UNITED STATES DISTRICT COURT NORTHERN DISTRICT OF TEXAS FORT WORTH DIVISION
Dec 19, 2018
NO. 4:18-CV-127-A (N.D. Tex. Dec. 19, 2018)

Opinion

NO. 4:18-CV-127-A

12-19-2018

TIMOTHY C. YOAKUM, Plaintiff, v. SABRE GLBL, INC., Defendant.


MEMORANDUM OPINION AND ORDER

Came on for consideration the motion of defendant, Sabre GLBL Inc., for summary judgment. The court, having considered the motion, the response of plaintiff, Timothy C. Yoakum, the reply, the record, and applicable authorities, finds that the motion should be granted.

The court need not consider the supplemental appendix in support of the reply.

I.

Plaintiff's Claims

On February 1, 2018, plaintiff filed his complaint in this action. Doc. 1. He alleges that he was discriminated against by defendant on the basis of his race and sex. He asserts causes of action for race and sex discrimination under 42 U.S.C. §§ 2000e to 2000e-17 ("Title VII"), 42 U.S.C. § 1981 ("§ 1981"), and Chapter 21 of the Texas Labor Code ("Chapter 21").

The "Doc. ___" reference is to the number of the item on the docket in this action.

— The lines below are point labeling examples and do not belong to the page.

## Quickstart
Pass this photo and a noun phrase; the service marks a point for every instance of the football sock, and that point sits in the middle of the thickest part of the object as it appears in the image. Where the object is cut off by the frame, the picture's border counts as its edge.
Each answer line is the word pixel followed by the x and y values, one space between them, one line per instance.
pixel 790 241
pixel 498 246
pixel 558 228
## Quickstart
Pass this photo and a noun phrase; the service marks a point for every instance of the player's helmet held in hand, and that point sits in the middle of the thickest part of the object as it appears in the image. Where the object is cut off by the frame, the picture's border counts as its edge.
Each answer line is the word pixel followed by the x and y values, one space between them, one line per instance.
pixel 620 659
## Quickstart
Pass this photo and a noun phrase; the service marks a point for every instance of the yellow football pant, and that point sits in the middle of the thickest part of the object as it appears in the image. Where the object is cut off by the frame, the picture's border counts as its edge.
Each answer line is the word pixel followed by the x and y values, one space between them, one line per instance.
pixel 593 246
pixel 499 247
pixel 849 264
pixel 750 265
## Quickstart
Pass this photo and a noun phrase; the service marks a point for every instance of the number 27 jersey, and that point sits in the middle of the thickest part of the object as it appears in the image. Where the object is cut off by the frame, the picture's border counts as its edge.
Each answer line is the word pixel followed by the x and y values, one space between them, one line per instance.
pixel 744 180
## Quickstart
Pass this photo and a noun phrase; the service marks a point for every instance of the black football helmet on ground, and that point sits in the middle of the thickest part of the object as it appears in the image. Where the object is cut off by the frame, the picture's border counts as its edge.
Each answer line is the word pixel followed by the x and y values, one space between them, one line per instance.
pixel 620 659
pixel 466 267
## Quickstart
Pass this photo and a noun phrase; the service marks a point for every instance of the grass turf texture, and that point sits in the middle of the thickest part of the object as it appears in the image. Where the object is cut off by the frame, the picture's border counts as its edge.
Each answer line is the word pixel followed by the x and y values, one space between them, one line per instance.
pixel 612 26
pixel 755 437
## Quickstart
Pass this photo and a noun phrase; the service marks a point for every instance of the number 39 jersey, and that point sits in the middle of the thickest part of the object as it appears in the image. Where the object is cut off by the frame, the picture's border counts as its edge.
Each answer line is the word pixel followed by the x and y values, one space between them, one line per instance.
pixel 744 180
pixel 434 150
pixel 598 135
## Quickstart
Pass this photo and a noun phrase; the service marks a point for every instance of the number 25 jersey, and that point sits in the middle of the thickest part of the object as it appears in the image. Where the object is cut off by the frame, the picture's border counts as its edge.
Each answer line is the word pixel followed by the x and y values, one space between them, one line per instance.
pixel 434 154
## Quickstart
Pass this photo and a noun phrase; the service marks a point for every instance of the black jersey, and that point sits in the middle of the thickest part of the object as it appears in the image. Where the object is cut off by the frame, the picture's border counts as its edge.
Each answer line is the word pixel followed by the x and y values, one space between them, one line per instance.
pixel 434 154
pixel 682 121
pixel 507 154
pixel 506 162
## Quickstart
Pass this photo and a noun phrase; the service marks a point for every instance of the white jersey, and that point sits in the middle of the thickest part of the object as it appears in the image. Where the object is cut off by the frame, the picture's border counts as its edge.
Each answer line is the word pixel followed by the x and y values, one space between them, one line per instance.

Plaintiff confusingly refers to "sex/gender" making it difficult to determine what he is really alleging. See, e.g., Doc. 1, ¶ 61.

II.

Grounds of the Motion

Defendant maintains that plaintiff cannot prevail on any of his claims. Specifically:

A sex discrimination claim is not cognizable under § 1981. Plaintiff cannot pursue his claims under Chapter 21 since the Texas Workforce Commission did not ever receive his charge. Those claims are time-barred in any event. Any claims based on events that occurred more than 300 days before plaintiff filed his EEOC charge are time-barred. Even if not time-barred, plaintiff cannot prevail on his discrimination claims because he cannot establish a prima facie case of discrimination. And, he cannot establish constructive discharge. Even if plaintiff could make a prima facie case, he cannot overcome defendant's articulated legitimate, non-discriminatory reasons for its actions. And, respondeat superior is not a cause of action.

III.

Applicable Summary Judgment Principles

Rule 56(a) of the Federal Rules of Civil Procedure provides that the court shall grant summary judgment on a claim or defense if there is no genuine dispute as to any material fact and the movant is entitled to judgment as a matter of law. Fed. R. Civ. P. 56(a); Anderson v. Liberty Lobby, Inc., 477 U.S. 242, 247 (1986). The movant bears the initial burden of pointing out to the court that there is no genuine dispute as to any material fact. Celotex Corp. v. Catrett, 477 U.S. 317, 323, 325 (1986). The movant can discharge this burden by pointing out the absence of evidence supporting one or more essential elements of the nonmoving party's claim, "since a complete failure of proof concerning an essential element of the nonmoving party's case necessarily renders all other facts immaterial." Id. at 323. Once the movant has carried its burden under Rule 56(a), the nonmoving party must identify evidence in the record that creates a genuine dispute as to each of the challenged elements of its case. Id. at 324; see also Fed. R. Civ. P. 56(c) ("A party asserting that a fact . . . is genuinely disputed must support the assertion by . . . citing to particular parts of materials in the record . . . ."). If the evidence identified could not lead a rational trier of fact to find in favor of the nonmoving party as to each essential element of the nonmoving party's case, there is no genuine dispute for trial and summary judgment is appropriate. Matsushita Elec. Indus. Co. v. Zenith Radio Corp., 475 U.S. 574, 587, 597 (1986). In Mississippi Prot. & Advocacy Sys., Inc. v. Cotten, the Fifth Circuit explained:

Where the record, including affidavits, interrogatories, admissions, and depositions could not, as a whole, lead a rational trier of fact to find for the nonmoving party, there is no issue for trial.
929 F.2d 1054, 1058 (5th Cir. 1991).

The standard for granting a motion for summary judgment is the same as the standard for rendering judgment as a matter of law. Celotex Corp., 477 U.S. at 323. If the record taken as a whole could not lead a rational trier of fact to find for the non-moving party, there is no genuine issue for trial. Matsushita, 475 U.S. at 597; see also Mississippi Prot. & Advocacy Sys., 929 F.2d at 1058.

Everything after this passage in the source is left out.